Former Republican House Speaker Newt Gingrich said Sunday that the Republican presidential candidates lack the solutions to the "enormous problems" the U.S. faces, but that doesn't mean he's jumping into the race.

Gingrich did have praise for some in the GOP 2008 presidential field but said Republicans in general don't realize the extensiveness of "performance failure of government."

"I think the great dilemma of America today — and if we don't solve it, it will become a tragedy —is that the Republicans don't recognize the scale of the performance failure of government as a system, and the Democrats are living in a fantasy land in terms of their policy proposals," Gingrich told "FOX News Sunday."

"And so you have two parties, each of them disqualifying itself in different ways. Republicans are closer to reality in terms of what we ought to do for policy, but they don't understand that the system is broken, doesn't work."

The outspoken former Georgia congressman said he will make a decision whether to jump into the race in October, following his "American Solutions" conference.

"If there is a vacuum and if there's a real need for somebody to be prepared to debate Senator Clinton, then I would consider running," he said. Gingrich said he expects the Democratic ticket will contain Sens. Hillary Clinton and Barack Obama as running mates.

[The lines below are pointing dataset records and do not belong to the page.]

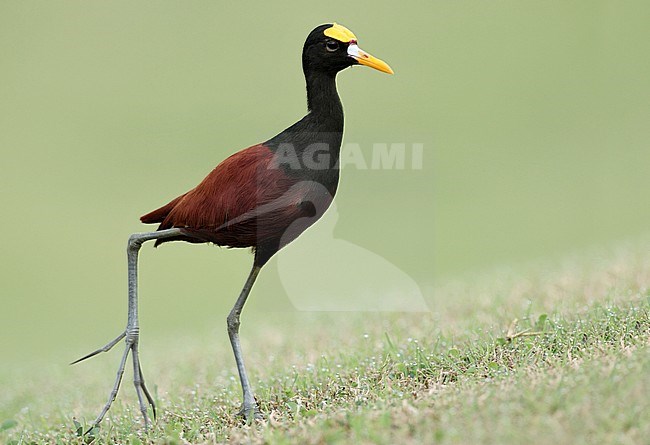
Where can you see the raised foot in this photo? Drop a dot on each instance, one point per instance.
(131, 338)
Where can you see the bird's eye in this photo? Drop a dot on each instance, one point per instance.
(332, 45)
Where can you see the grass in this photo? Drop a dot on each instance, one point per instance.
(546, 354)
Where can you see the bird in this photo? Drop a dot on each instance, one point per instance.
(262, 197)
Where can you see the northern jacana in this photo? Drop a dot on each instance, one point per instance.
(261, 197)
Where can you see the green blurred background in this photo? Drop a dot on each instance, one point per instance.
(534, 118)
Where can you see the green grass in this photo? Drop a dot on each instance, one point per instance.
(546, 354)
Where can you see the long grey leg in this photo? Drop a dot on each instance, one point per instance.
(132, 332)
(249, 407)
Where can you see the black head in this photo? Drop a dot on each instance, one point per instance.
(331, 48)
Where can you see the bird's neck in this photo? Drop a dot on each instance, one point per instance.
(323, 100)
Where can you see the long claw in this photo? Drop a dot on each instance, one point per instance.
(148, 395)
(138, 382)
(105, 348)
(116, 387)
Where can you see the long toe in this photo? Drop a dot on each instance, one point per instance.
(250, 413)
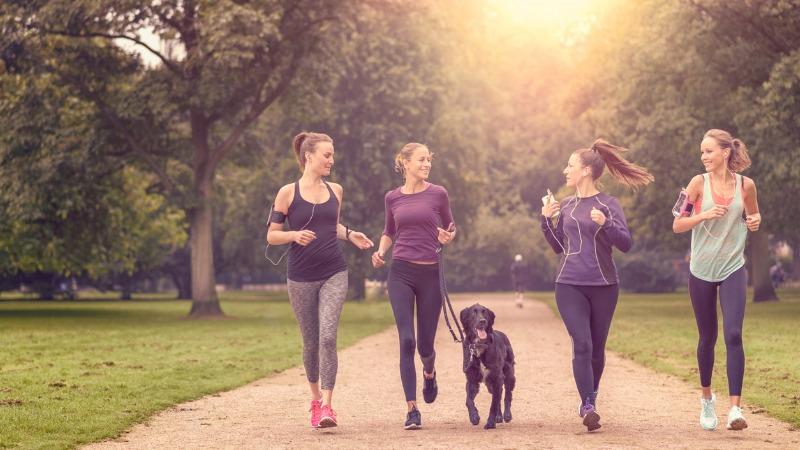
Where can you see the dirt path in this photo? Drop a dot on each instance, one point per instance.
(640, 408)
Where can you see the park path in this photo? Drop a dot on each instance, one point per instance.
(640, 408)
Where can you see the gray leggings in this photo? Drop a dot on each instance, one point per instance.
(317, 306)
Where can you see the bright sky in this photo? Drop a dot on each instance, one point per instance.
(539, 13)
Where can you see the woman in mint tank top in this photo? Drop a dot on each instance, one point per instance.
(724, 208)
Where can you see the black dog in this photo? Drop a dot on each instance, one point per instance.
(488, 357)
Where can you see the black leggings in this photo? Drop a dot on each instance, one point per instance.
(732, 299)
(408, 281)
(587, 312)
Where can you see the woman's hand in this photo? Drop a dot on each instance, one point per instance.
(715, 213)
(597, 216)
(445, 236)
(360, 240)
(377, 260)
(303, 237)
(753, 221)
(550, 209)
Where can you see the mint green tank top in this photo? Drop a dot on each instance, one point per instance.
(718, 244)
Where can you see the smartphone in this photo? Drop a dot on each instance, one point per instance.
(550, 198)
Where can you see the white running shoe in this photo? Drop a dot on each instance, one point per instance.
(736, 420)
(708, 416)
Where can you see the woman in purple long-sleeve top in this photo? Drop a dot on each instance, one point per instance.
(590, 223)
(418, 222)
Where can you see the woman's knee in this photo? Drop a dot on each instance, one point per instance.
(327, 343)
(582, 348)
(733, 337)
(407, 345)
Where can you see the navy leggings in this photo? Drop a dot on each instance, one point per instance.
(411, 283)
(587, 312)
(732, 299)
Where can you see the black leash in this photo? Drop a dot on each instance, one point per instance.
(446, 305)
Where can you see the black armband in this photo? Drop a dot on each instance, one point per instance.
(277, 217)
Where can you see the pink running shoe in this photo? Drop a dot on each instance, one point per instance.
(327, 417)
(316, 413)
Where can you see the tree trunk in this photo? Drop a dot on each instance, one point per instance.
(761, 262)
(127, 287)
(204, 294)
(179, 269)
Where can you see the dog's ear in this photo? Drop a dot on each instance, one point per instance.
(464, 315)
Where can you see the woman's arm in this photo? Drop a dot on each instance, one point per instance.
(553, 233)
(615, 226)
(751, 210)
(383, 247)
(275, 232)
(445, 236)
(695, 193)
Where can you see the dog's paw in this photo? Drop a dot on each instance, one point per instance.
(474, 417)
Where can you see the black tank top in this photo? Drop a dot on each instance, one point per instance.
(323, 257)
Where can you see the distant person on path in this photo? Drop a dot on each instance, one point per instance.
(589, 224)
(418, 221)
(317, 273)
(719, 198)
(518, 279)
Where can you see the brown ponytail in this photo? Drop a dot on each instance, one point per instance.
(405, 153)
(307, 142)
(738, 159)
(602, 154)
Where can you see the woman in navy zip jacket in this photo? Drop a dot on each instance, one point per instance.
(590, 223)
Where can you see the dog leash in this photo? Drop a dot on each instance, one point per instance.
(447, 307)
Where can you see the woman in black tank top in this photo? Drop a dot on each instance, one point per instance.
(317, 272)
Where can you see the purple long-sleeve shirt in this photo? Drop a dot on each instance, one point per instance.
(585, 245)
(411, 221)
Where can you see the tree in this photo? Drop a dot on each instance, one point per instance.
(182, 119)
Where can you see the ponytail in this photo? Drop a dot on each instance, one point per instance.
(306, 142)
(602, 154)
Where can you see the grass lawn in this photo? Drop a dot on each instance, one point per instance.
(658, 331)
(82, 371)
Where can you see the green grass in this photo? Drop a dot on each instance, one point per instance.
(659, 331)
(78, 372)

Gingrich praised a few of the GOP frontrunners, including potential candidate Fred Thompson, who he called "serious" and "formidable." Gingrich also confirmed reports that he and his wife had a "delightful" dinner with Thompson and his wife Jeri recently.

While he was critical of Sen. John McCain's ability to gain the GOP nod in 2008, he said Thompson, Rudy Giuliani and Mitt Romney would all make a "very formidable opponent" for what he expects is a Clinton-Obama Democratic ticket.

Gingrich also repeated his call for Attorney General Alberto Gonzales to resign, arguing that "the president and the country are better served if the attorney general is seen as a figure of probity and a figure of integrity and a figure of competence. And sadly, the current attorney general is not seen as any of those things."

"I think that it's a liability for the president. But more importantly, it's a liability for the United States of America," he said.